09-05-2013 04:42 AM
I can't find any built in functions that allow compression of text values, what i'm trying to do is reduce a llong string to a shorter length for a fixed width field on an output file.
Is this possible?
09-05-2013 05:02 AM
On an output file there are no data types. Without seeing any example, convert your filed to char, and then compress before export to the output file.
09-05-2013 05:07 AM
an example - convert a string 'the quick brown fox jumped over the lazy dog' length of 44 to an number, 123456789, length of 8. Not sure if a compression algorithm exists which can do this, or if SAS has a way to do it...
09-05-2013 07:30 AM
This sounds like you want to encode your long text a strings to shorter coded value. Assuming your longer expressions are not all unique, you could get a list of all unique values ready to pop into proc format
Proc SQL ;
Create table list1 as
Select distinct long_expression as start
, 'xxxxxxxx' as label
, 'exprfmt' as fmtname
, 'C' as type
order by 1
/* update the labels with numerical values */
data list2 ;
set list1 ;
label = put(_N_, z8.) ;
/* create the format */
Proc format cntlin = list2 ;
/* use the format to encode your data */
Data want ;
set have ;
encoded_value = put(long_expression, $exprfmt.) ;
drop long_expression ;
/* now output your data */
/* also output start and label values to give you a lookup table for the original expression */
09-05-2013 07:40 AM
Maybe you could play a little with the md5() function. Using the $hex. format on the output it seems creates a string that is always 40 positions, so it depends on your input data if you will benefit from this...?
09-09-2013 05:40 AM
You should take into consideration, that each Character (or Sting) on your Computer is merely a representation of numbers on data level.

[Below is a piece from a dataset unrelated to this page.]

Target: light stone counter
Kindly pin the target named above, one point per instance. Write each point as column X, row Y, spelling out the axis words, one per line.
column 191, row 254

High Level: Character/String
Data Level: Numbers with different lengths according to the Character encoding
Deep Down in your system: lots of 0 and 1. Which refers to a magnetic or non-magnetic state of your hard-drive (same logic but different physics applies to Flash drives, etc.)
Let's say the letter 'a' is represented by '1', 'b' is represented by '2' and so on (you may want to read about Unicode or ASCII to find out the actual representations).
So the string that you see as 'abcde fgh' in fact is saved as '123450678'. (if we assume that '0' stands for blank)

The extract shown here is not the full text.